Yan Wins, Then Loses
Petr Yan deserved the nod last night. He landed the biggest shots of the night even if O’Malley took them well, and he scored half-a-dozen takedowns too. O’Malley fought really well and proved himself (more on that HERE!), but Yan should’ve gotten the win.
“No Mercy” has faced some tough luck. The disqualification to Aljamain Sterling was obviously his fault, but that’s a fight he should’ve won. Then, the decision in the rematch was extremely close, and this one obviously deserved to go his directions.
Officiating can make or break careers, and it’s definitely a problem for one of the sport’s best.
The Scrambles That Were Promised
As is well-known by MMA fans and seen in Belal Muhammad vs. Sean Brady, the most common outcome in a fight between two grapplers is often a striking battle. Fortunately, Beneil Dariush vs. Mateusz Gamrot did not entirely fall into that category, as the first round featured some of the years best scrambles. Both men dove underneath, inverting frequently to prevent any type of established position.
Back-and-forth the duo went, demonstrating top-notch scrambling skills on both sides.
By the second, however, Dariush had somewhat figured his opponent out. His left kick was landing more consistently, a punishing source of constant damage. Meanwhile, Gamrot remained too committed to shooting from open distance, and Dariush had his timing. As a result, Dariush was able to frequently deny shots and counter with hard knees often.
Still, the fight was up in the air with five minutes remaining. Dariush was edging it out, but he secured the victory with an overhand that sounded more like a homerun swing than punch. Credit to “Gamer” for somehow bouncing back up, but Dariush’s eighth straight win was already locked in.
He’s earned a title shot.
Remember The Title Shot
Muhammad has earned an opportunity at 170-pound gold.
That’s not sexy matchmaking.

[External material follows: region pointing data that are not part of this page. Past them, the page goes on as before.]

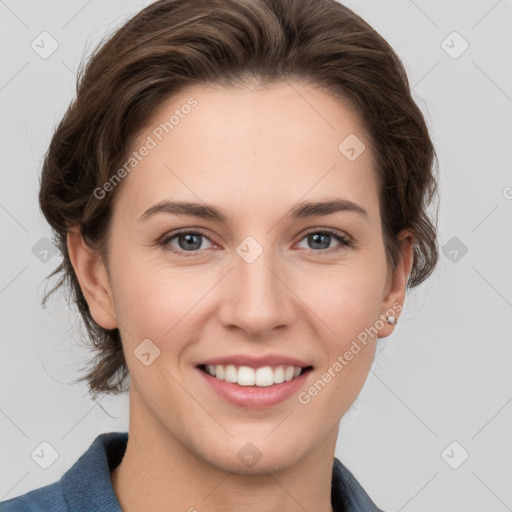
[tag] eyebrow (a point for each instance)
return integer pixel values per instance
(299, 211)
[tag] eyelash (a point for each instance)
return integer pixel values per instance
(344, 241)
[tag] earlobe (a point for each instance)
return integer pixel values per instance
(394, 300)
(93, 278)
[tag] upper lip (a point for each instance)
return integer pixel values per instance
(256, 361)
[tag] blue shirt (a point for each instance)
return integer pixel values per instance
(87, 486)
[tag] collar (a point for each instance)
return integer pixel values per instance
(87, 484)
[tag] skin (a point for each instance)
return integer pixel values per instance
(254, 153)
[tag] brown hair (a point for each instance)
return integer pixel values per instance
(172, 44)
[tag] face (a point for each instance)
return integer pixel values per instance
(251, 277)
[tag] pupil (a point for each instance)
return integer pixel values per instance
(318, 238)
(192, 241)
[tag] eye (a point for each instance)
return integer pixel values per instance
(321, 240)
(187, 241)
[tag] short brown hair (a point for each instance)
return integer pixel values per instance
(172, 44)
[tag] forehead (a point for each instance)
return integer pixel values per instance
(246, 146)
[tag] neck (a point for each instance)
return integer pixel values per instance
(158, 471)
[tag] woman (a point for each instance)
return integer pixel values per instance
(240, 195)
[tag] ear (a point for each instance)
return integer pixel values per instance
(93, 278)
(394, 296)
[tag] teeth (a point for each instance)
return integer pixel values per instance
(247, 376)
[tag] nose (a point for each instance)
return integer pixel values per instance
(257, 299)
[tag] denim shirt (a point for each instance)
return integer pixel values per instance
(87, 486)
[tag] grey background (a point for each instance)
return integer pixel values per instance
(443, 376)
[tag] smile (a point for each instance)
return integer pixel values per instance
(264, 376)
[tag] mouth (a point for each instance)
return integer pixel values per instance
(264, 376)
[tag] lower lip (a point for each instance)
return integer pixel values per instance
(255, 397)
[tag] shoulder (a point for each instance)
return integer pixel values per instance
(85, 486)
(49, 497)
(347, 493)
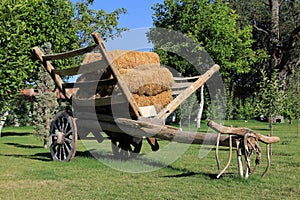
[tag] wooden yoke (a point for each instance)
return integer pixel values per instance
(117, 75)
(242, 132)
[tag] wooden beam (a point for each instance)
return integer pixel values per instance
(69, 54)
(102, 101)
(140, 129)
(164, 113)
(86, 68)
(56, 78)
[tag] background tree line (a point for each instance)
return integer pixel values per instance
(255, 42)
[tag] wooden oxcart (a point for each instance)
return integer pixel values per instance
(126, 133)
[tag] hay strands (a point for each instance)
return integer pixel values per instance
(246, 142)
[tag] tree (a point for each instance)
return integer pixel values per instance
(28, 23)
(214, 26)
(276, 30)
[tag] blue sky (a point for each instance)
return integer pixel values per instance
(138, 19)
(139, 12)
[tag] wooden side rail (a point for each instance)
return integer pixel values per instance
(86, 68)
(88, 84)
(56, 78)
(69, 54)
(164, 113)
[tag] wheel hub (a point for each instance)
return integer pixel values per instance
(60, 137)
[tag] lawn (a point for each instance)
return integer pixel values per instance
(27, 172)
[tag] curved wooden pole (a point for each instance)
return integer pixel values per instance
(229, 159)
(239, 157)
(217, 151)
(269, 160)
(242, 132)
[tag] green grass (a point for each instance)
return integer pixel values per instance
(27, 172)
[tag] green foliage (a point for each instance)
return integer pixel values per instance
(270, 97)
(213, 25)
(45, 104)
(292, 103)
(88, 20)
(20, 110)
(245, 109)
(23, 25)
(28, 23)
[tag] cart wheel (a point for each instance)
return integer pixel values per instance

It will have to wait until after the Leon Edwards vs. Kamaru Usman trilogy, and it won’t sell as much as Khamzat Chimaev or Colby Covington receiving such an opportunity. Unlike those men, however, Muhammad is making weight and actively fighting at 170 lbs.
The 34-year-old veteran is unbeaten in his last nine. His last four wins came against Top 10 opposition. and turning away Sean Brady — a very dangerous fighter ranked beneath him — is so admirable. Shouldn’t Muhammad be rewarded for taking a risk when so many at 170 lbs. guard their ranking so steadily?
- Muhammad Mokaev defeats Malcolm Gordon via third-round armbar: Mokaev is one of the sport’s top prospects, a highly decorated amateur champion with excellent wrestling credentials. As a result, the 22-year-old athlete faces major expectations. Perhaps that’s why the general fan reaction online seemed to be unimpressed with his performance, but he was clearly winning before falling off back mount into an armbar. Holding down Flyweights is rarely an easy task, but Mokaev is quickly building a reputation as one of the few who is capable.